Defesa nega autorização de Bolsonaro para vídeo com IA no PL

A defesa de Jair Bolsonaro informou ao Supremo Tribunal Federal (STF) que o ex-presidente não deu aval para o uso de sua imagem e voz na produção de um vídeo com inteligência artificial exibido durante a convenção nacional do PL. A manifestação foi protocolada na quarta-feira (29) em resposta a uma solicitação do ministro Alexandre de Moraes, relator do processo.
O que motivou o pedido de explicações
No último sábado (25), um vídeo simulou um pronunciamento de Bolsonaro em apoio à candidatura de seu filho, o senador Flávio Bolsonaro, à Presidência da República. Diante da repercussão, Moraes determinou prazo de 48 horas para que a defesa se manifestasse sobre a autorização do conteúdo.
O ministro lembrou que Bolsonaro cumpre prisão domiciliar e está proibido de divulgar manifestações político-eleitorais, inclusive por meio de terceiros. Segundo Moraes, caso não tenha havido autorização, o episódio pode configurar divulgação de deep fake, prática vetada pelo Tribunal Superior Eleitoral (TSE) por associar indevidamente voz ou imagem a candidatos sem consentimento.
Argumentos apresentados pela defesa
Os advogados de Bolsonaro sustentaram que o ex-presidente não teria como conceder autorização para o vídeo, já que Flávio estaria impedido de visitá-lo após divulgar uma carta nas redes sociais. A defesa destacou que o direito de visitas do ex-presidente está suspenso por trinta dias, enquanto Flávio permanece proibido de visitá-lo por noventa dias, o que, segundo os advogados, comprovaria a ausência de qualquer contato para tratar do material.
A defesa também argumentou que os filhos de Bolsonaro sempre utilizaram sua imagem pública em atividades político-partidárias, reproduzindo fotos, gravações e discursos, prática que, segundo eles, nunca foi contestada pelo próprio Bolsonaro.
Próximos passos no STF
Cabe agora ao ministro Alexandre de Moraes avaliar os argumentos apresentados pela defesa e decidir sobre eventuais medidas relacionadas ao uso da imagem de Bolsonaro no vídeo de inteligência artificial exibido na convenção do PL.
Fonte: Brasília Agora
Bolsonaro autorizou o vídeo com inteligência artificial exibido na convenção do PL?
Segundo a defesa, não.
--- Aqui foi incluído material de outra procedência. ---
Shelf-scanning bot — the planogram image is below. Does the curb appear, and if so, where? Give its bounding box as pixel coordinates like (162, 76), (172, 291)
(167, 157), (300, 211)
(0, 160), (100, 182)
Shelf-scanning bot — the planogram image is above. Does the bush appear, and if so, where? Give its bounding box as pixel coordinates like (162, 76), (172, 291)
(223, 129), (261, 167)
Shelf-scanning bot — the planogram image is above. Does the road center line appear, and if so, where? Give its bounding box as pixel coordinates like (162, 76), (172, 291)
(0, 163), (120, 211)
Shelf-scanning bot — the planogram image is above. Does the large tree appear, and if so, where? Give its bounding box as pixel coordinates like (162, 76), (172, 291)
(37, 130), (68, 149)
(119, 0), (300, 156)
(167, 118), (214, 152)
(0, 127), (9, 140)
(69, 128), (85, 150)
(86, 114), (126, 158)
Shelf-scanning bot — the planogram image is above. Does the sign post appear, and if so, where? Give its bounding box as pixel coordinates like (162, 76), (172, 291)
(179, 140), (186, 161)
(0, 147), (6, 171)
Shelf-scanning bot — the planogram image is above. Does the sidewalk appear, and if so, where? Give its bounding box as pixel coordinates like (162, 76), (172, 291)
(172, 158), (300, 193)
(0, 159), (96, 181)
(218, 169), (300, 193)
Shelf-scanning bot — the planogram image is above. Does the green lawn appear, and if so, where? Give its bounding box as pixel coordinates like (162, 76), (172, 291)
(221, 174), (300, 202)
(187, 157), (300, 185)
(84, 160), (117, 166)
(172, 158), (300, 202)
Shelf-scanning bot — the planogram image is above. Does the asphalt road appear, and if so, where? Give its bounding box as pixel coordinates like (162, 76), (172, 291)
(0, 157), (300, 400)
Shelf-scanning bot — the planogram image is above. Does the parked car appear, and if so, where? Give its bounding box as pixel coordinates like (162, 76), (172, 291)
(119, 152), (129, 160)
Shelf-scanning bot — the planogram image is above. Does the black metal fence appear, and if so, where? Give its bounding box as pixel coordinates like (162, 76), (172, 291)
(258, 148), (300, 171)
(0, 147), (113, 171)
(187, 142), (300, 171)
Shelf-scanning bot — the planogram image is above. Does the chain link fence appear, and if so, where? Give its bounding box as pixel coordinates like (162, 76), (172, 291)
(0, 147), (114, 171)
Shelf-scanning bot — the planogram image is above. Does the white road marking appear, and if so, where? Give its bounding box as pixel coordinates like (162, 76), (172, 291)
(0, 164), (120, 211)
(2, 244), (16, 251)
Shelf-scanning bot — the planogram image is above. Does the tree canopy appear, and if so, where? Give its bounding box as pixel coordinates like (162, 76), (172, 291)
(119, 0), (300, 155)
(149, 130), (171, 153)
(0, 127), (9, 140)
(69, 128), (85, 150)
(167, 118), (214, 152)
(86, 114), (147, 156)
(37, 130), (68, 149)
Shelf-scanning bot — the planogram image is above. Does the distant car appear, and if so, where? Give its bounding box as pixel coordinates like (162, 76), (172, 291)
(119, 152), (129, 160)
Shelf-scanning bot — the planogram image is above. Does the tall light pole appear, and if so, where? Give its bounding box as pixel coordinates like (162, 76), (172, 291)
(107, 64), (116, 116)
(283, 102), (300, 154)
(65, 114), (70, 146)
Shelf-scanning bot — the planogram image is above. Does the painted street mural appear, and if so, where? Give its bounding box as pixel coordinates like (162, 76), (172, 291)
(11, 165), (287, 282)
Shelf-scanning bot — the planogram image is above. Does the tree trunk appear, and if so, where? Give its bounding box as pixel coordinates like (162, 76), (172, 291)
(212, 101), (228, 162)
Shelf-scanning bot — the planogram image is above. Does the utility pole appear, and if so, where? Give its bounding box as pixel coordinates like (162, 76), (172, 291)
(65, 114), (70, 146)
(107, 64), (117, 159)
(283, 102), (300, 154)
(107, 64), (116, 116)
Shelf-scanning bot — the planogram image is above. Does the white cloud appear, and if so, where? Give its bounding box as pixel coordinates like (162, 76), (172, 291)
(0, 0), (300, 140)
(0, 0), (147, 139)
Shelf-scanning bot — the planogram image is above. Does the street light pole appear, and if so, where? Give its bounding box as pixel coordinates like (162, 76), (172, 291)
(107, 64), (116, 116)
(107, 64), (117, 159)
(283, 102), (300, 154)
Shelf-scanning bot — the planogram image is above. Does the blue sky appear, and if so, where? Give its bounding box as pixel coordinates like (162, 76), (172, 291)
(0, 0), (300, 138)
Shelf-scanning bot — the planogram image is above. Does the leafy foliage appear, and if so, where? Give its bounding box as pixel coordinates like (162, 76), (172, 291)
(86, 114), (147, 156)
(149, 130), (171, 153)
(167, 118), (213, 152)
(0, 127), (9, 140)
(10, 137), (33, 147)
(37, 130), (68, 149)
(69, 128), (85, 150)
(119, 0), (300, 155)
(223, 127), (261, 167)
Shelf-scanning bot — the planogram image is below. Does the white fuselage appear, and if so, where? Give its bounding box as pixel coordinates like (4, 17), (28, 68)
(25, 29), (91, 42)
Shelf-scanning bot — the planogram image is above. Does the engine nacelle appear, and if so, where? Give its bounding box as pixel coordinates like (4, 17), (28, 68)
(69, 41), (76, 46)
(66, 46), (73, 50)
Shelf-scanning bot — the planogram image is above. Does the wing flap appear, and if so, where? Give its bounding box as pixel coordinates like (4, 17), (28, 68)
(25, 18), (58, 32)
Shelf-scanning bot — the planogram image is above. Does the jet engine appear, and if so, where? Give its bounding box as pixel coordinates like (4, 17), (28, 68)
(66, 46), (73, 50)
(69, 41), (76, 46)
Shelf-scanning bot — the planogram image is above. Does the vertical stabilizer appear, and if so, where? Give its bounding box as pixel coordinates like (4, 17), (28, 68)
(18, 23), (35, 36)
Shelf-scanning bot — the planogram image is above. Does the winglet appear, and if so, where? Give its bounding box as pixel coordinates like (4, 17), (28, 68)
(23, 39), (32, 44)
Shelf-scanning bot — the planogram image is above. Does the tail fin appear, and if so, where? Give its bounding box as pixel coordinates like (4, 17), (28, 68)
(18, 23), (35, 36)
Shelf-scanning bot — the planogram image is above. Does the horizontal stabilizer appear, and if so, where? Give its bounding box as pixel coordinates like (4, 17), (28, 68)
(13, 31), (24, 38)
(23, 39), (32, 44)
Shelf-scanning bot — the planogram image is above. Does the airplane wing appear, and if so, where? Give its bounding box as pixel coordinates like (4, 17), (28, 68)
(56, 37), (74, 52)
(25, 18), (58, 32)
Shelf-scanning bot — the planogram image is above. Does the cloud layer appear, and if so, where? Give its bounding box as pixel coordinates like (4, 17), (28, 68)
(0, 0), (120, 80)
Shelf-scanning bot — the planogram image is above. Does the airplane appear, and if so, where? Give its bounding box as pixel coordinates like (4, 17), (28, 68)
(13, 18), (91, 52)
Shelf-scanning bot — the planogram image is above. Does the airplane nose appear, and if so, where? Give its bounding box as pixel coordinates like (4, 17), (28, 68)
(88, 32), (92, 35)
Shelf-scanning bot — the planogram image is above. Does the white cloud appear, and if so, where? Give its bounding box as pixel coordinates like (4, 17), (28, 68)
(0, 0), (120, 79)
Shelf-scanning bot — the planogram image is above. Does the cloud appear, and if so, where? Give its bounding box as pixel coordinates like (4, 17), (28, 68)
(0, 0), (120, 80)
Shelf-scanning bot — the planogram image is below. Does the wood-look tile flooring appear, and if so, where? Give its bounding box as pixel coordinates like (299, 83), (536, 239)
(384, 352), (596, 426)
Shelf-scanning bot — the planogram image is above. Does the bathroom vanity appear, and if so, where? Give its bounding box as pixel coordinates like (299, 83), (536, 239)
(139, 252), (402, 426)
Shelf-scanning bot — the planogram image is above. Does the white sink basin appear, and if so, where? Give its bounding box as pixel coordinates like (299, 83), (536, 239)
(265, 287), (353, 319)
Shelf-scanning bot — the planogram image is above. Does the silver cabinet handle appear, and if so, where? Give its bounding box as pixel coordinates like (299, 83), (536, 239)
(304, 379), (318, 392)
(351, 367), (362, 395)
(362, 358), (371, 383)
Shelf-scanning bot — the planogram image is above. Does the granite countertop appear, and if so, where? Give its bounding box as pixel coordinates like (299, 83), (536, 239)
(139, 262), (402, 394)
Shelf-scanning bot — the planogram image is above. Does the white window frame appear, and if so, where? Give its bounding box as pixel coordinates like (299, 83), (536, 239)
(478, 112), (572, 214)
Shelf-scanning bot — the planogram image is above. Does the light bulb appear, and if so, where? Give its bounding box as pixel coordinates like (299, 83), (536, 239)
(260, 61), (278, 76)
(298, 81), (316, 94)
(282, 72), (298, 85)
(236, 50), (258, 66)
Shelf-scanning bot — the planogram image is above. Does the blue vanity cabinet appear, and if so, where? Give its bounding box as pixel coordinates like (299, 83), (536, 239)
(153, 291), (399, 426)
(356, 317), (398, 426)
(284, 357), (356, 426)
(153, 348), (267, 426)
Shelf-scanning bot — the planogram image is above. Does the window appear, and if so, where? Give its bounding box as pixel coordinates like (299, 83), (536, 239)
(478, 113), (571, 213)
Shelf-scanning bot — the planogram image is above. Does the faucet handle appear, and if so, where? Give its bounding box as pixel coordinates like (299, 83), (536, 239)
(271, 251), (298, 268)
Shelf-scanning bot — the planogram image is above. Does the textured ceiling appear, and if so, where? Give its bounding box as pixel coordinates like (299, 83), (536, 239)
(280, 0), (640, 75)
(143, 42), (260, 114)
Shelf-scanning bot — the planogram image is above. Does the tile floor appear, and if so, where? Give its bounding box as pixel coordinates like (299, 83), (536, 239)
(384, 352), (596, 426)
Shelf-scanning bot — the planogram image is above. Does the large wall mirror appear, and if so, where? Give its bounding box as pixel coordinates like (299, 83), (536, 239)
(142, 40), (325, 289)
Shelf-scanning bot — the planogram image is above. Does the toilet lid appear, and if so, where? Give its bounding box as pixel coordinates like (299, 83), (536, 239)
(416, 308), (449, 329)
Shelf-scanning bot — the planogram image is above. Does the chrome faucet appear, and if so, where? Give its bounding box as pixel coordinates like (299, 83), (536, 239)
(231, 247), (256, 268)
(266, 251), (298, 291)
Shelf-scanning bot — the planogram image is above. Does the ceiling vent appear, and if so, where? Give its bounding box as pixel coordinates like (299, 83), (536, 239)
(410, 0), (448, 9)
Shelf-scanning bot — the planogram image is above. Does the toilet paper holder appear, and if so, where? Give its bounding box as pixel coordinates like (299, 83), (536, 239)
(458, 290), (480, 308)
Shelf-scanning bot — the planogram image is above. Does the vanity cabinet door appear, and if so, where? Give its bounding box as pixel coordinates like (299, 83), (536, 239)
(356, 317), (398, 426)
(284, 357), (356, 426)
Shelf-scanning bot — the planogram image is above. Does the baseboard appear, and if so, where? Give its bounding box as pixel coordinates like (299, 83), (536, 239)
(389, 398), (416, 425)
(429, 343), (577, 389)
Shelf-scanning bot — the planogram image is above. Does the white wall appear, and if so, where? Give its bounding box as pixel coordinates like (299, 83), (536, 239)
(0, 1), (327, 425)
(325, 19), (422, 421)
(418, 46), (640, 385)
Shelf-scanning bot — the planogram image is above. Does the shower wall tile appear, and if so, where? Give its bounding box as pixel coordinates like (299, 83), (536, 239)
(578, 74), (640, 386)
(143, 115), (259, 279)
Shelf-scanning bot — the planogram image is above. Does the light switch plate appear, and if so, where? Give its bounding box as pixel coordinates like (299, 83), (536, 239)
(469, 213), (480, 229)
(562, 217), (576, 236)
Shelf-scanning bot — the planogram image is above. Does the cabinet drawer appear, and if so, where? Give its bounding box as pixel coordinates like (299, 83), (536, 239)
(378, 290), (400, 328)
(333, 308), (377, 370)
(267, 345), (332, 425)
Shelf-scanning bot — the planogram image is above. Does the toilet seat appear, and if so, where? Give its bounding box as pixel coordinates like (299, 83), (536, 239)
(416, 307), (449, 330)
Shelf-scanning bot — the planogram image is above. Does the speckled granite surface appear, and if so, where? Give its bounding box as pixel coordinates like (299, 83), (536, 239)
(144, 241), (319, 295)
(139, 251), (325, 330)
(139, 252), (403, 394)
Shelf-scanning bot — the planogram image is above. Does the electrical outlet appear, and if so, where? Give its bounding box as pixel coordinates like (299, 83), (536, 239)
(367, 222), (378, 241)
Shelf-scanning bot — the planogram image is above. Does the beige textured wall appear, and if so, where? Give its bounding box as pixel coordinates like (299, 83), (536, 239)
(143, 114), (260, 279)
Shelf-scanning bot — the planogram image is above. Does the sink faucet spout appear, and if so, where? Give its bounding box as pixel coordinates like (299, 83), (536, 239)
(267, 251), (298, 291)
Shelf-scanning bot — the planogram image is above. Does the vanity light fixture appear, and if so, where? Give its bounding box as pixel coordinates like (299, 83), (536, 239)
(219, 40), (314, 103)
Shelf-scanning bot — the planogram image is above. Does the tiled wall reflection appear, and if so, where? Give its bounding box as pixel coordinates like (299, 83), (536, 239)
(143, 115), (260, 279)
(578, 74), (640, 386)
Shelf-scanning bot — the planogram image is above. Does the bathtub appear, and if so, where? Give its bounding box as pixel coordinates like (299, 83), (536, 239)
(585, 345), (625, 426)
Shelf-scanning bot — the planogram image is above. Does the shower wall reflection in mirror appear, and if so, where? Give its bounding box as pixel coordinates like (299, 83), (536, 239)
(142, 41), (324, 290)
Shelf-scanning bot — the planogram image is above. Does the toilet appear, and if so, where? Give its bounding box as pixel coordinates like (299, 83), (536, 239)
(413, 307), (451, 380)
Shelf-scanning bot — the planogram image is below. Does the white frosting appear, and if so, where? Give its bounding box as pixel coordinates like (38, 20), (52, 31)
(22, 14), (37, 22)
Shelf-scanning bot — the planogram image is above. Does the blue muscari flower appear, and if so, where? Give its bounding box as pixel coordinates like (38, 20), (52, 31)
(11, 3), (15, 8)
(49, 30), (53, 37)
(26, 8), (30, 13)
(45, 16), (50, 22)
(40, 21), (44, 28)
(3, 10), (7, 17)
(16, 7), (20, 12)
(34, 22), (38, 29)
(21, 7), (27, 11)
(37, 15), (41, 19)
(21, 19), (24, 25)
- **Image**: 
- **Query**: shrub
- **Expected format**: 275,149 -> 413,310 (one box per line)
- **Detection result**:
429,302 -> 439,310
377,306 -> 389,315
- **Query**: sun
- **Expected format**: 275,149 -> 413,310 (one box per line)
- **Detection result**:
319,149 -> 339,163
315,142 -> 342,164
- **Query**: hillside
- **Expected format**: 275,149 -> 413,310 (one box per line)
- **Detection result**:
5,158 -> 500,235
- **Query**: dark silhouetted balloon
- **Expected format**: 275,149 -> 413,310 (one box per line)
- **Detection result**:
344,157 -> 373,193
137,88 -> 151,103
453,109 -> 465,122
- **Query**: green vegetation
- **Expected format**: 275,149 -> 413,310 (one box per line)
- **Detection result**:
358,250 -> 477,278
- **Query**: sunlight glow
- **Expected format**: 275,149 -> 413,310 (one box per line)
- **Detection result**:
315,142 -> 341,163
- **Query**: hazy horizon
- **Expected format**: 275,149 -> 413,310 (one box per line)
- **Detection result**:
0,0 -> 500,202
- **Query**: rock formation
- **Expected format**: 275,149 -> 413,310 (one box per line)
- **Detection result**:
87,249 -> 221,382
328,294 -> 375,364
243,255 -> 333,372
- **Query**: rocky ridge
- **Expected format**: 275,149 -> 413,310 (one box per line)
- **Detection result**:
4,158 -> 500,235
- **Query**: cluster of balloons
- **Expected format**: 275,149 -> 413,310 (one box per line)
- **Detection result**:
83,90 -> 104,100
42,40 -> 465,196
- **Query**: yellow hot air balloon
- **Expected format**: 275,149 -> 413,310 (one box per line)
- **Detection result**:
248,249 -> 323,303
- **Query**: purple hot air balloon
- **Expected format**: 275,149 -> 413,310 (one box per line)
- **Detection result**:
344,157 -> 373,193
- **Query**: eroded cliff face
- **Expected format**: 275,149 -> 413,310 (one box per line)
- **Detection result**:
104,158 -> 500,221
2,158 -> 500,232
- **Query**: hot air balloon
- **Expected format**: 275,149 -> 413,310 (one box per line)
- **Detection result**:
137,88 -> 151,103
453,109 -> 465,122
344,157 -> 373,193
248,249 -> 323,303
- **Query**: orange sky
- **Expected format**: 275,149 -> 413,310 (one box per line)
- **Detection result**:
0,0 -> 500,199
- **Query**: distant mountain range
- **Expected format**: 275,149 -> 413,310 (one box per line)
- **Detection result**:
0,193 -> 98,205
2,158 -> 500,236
Os advogados afirmam que o ex-presidente não teve contato com o filho Flávio no período em que o vídeo foi produzido, o que impossibilitaria qualquer autorização.
Por que o STF pediu explicações sobre o vídeo?
O ministro Alexandre de Moraes solicitou esclarecimentos porque Bolsonaro está em prisão domiciliar e proibido de fazer manifestações político-eleitorais, mesmo por meio de terceiros.
O que é considerado deep fake nesse caso?
Deep fake é a criação de conteúdo artificial que associa voz ou imagem de uma pessoa a um candidato, sem autorização, prática proibida pelo Tribunal Superior Eleitoral (TSE).
Qual argumento a defesa usou para justificar a ausência de autorização?
A defesa apontou que o direito de visitas de Bolsonaro está suspenso e que Flávio está impedido de visitá-lo, o que tornaria impossível qualquer combinação prévia sobre o vídeo.
O caso já foi decidido pelo STF?
Não. O ministro Alexandre de Moraes ainda vai analisar os argumentos apresentados pela defesa antes de decidir sobre o caso.